New Delhi: Auteur Christopher Nolan took home the top prize at the Directors Guild of America Awards, earning his first DGA Award for the historical epic ‘Oppenheimer’.


DGA president Lesli Linka Glatter opened the 2024 DGA Awards ceremony on Saturday with an acknowledgment of last year’s historic double strike, reports The Hollywood Reporter.


He said: “I struggle to find words to address the pain everyone faced in our industry in our collective fight to get what we all deserve,” said Glatter, who noted how great it was to be back on set.


He added: “We are thankful that we are back doing the work that we love with exceptional new creative and economic protections for DGA members and so many others. Our sister guilds, the WGA and SAG-AFTRA, had difficult fights and achieved strong deals on behalf of their members.”


As per The Hollywood Reporter, actor Cillian Murphy honoured his frequent collaborator Christopher Nolan, whose ‘Oppenheimer’ marked their sixth film together.


The actor said: “It’s the same each time: The scripts are always truly extraordinary, the worlds are always challenging and distinctive, they are intelligent and consequential and, always, they are events.”


Nolan called the DGA recognition particularly special because “nobody gets up here on their own.” Nolan thanked his cast, crew and wife Emma Thomas, whom he described as the “lead producer on all these films and lead parent of four kids.”


Veteran director David Nutter was feted with the lifetime achievement award for television direction at the Directors Guild of America Awards.

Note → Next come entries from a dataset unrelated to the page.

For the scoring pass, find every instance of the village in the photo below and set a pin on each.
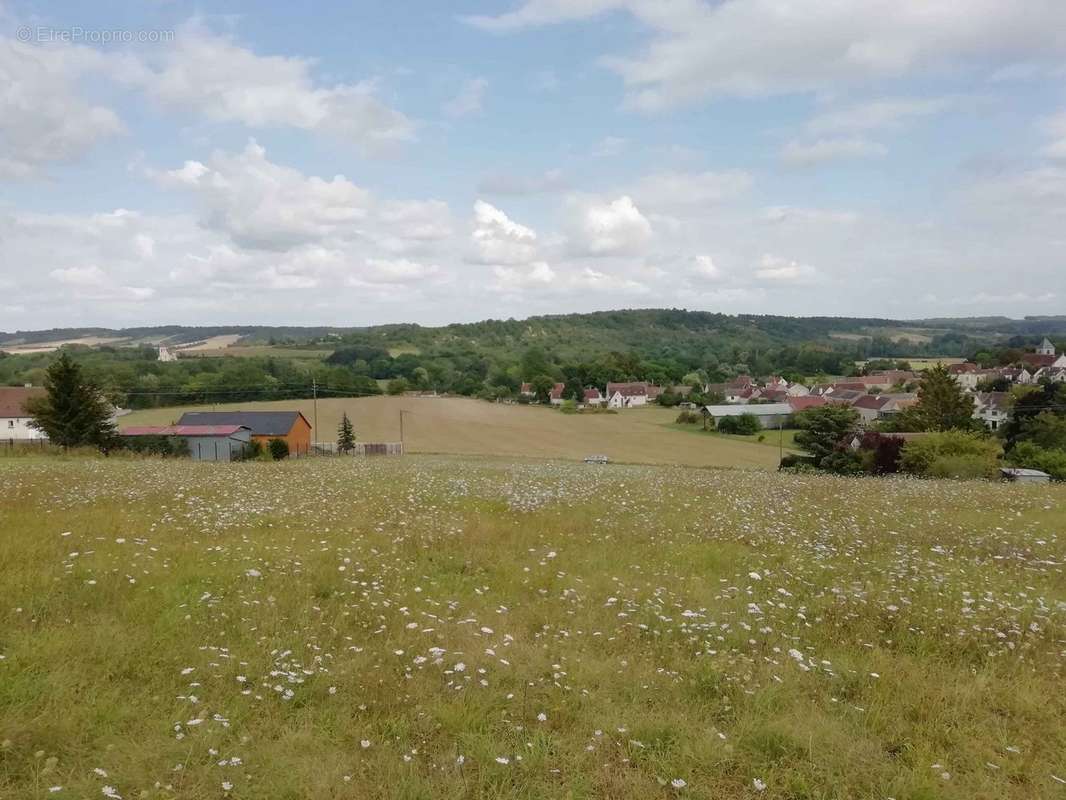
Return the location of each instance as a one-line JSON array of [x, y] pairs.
[[877, 397]]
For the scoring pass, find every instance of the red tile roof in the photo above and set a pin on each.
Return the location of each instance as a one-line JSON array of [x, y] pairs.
[[1035, 360], [798, 403], [873, 402]]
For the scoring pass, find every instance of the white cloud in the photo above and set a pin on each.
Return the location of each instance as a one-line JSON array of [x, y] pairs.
[[498, 240], [552, 180], [764, 47], [705, 269], [469, 99], [791, 214], [91, 275], [1054, 128], [775, 269], [675, 189], [615, 227], [881, 114], [268, 206], [399, 271], [214, 76], [538, 274], [808, 154], [599, 281], [43, 117]]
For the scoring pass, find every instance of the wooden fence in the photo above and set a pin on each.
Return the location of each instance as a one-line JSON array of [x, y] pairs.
[[361, 448]]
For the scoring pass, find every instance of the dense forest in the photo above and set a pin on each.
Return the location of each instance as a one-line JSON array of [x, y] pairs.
[[490, 358]]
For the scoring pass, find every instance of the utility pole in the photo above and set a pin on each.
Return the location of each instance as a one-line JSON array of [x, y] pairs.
[[402, 446], [315, 394]]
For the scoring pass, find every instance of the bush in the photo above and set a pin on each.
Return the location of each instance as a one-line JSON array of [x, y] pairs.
[[1031, 456], [164, 446], [962, 467], [951, 454], [278, 449], [797, 463], [745, 425], [879, 453]]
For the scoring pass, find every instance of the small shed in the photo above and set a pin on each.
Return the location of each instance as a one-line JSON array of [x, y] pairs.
[[290, 426], [770, 415], [204, 442], [1018, 475]]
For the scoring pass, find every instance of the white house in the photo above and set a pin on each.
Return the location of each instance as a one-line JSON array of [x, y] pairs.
[[991, 409], [14, 418], [1054, 374], [630, 395]]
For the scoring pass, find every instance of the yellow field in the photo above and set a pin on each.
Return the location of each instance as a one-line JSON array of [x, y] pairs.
[[475, 428]]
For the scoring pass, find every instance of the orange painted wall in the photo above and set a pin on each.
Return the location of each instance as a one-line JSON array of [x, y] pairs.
[[299, 437]]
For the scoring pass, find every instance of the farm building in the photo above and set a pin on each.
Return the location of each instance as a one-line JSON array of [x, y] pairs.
[[290, 426], [14, 418], [204, 442], [770, 415]]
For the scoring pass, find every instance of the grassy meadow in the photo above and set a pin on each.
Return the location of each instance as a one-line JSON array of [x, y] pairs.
[[463, 426], [458, 627]]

Over his long career, Nutter has directed 24 pilots, 21 of which made it to series orders, and some 1,500 hours of TV, from ‘Game of Thrones’ to ‘ER’ to the ‘The X-Files’, reports Variety.


In recent years he has been diagnosed with Parkinson’s disease. Nutter gave an emotional speech that demonstrated his resilience as he deals with the symptoms of the progressive disease that attacks the central nervous system.


“I’m a better director for it,” Nutter said of working with Parkinson’s. “I’m more attached to the emotional heartbeat of an actor.”